We go. I didn’t know what to expect or what I could do or say, but I knew our women needed to be there, so I drive them. An association here in Calais has catered the food and many desserts were made both by our house and others who have come. I sit with our women, listening to them share stories and words in Arabic. Not understanding but being present. Before we eat, one of the volunteers from the house welcomes everyone and thanks those staying in the house for welcoming the family and taking care of them during this time. I can tell Roula’s brothers already feel at home. We eat and drink lots of tea. Then we head home.

 

During the drive home, I reflect remembering the details of the day cementing them in my mind. I pray for the family, I pray for the many others here on the border and borders around the world risking their lives for a chance at a safe and better life. I pray for protection. My heart is heavy and I know this will happen again all too soon.

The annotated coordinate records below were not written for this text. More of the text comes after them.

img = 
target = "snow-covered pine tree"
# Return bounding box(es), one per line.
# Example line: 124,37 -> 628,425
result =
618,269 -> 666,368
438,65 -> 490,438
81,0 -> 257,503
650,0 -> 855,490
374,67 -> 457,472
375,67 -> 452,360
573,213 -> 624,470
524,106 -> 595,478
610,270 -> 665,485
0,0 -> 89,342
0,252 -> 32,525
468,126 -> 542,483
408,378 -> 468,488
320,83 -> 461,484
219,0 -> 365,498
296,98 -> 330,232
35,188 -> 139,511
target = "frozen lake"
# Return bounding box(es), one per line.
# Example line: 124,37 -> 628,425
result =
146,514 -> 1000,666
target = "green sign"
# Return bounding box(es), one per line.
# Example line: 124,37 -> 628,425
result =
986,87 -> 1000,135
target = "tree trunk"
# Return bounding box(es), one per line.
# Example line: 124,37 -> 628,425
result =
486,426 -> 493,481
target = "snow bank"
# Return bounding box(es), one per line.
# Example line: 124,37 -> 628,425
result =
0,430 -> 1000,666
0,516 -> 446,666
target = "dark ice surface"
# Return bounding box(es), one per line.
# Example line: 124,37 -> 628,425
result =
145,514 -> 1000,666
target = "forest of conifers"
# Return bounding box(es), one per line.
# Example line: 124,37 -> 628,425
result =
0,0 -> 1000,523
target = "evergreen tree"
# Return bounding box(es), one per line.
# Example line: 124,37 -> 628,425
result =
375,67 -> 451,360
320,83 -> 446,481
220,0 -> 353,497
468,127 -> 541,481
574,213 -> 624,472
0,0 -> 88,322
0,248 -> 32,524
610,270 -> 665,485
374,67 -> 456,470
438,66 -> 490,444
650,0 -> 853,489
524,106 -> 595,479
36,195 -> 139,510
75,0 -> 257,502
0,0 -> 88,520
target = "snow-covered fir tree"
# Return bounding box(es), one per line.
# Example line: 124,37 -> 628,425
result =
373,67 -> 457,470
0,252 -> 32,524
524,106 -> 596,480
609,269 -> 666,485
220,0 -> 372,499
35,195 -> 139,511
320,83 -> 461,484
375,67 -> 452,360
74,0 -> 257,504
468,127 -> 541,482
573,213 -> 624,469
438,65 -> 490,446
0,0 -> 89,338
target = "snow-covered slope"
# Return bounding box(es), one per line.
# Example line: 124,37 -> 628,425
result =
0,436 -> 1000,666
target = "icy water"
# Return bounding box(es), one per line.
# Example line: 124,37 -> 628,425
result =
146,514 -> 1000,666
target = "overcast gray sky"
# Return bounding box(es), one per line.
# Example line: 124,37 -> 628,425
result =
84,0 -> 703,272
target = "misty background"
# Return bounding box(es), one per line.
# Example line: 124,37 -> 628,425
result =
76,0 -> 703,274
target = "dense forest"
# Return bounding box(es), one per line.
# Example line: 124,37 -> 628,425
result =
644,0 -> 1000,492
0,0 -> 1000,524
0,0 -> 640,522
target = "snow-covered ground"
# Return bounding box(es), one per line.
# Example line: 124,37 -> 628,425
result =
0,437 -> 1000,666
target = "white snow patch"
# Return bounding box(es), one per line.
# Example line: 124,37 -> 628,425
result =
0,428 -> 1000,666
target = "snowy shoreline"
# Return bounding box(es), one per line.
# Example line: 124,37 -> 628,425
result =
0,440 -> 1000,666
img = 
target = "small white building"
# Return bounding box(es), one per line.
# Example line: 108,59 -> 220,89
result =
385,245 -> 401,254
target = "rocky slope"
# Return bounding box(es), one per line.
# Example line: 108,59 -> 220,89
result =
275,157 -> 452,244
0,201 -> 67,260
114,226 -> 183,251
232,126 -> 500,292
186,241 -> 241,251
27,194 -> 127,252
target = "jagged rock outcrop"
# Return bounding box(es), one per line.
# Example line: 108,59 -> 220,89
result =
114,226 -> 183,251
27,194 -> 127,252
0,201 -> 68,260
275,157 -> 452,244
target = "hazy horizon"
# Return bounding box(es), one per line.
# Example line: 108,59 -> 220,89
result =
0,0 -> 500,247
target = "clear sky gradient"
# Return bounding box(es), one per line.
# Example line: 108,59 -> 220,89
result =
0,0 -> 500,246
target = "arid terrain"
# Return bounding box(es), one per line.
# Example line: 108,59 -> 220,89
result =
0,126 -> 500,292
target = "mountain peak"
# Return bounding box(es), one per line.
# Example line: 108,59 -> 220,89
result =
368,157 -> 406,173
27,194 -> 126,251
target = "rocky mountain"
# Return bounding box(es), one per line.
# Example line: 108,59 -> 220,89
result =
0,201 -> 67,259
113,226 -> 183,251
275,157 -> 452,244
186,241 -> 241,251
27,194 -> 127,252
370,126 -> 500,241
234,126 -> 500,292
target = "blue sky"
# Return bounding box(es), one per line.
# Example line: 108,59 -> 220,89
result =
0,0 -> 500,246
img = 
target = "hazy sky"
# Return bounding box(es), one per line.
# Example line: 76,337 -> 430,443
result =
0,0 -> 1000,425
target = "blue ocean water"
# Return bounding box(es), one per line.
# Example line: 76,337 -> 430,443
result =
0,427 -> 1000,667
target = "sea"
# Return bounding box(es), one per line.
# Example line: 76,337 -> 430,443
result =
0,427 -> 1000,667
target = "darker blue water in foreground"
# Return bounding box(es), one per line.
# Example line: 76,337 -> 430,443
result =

 So that’s the story. Pray for those who have lost their loved ones to the depths of the sea. Pray for peace and justice to be done in Calais and at borders around the world, and that those seeking life and prosperity for their families find safety and welcome in their new countries.

 

Most of all, pray that no more little girls have to suffer the same fate as little Roula. It didn’t have to be this way. The blood of this child is on the hands of those in the French and British governments who have made a conscious decision to seek political wins and let people suffer.

 

Shame on you, politicians. You are responsible. We will not forget.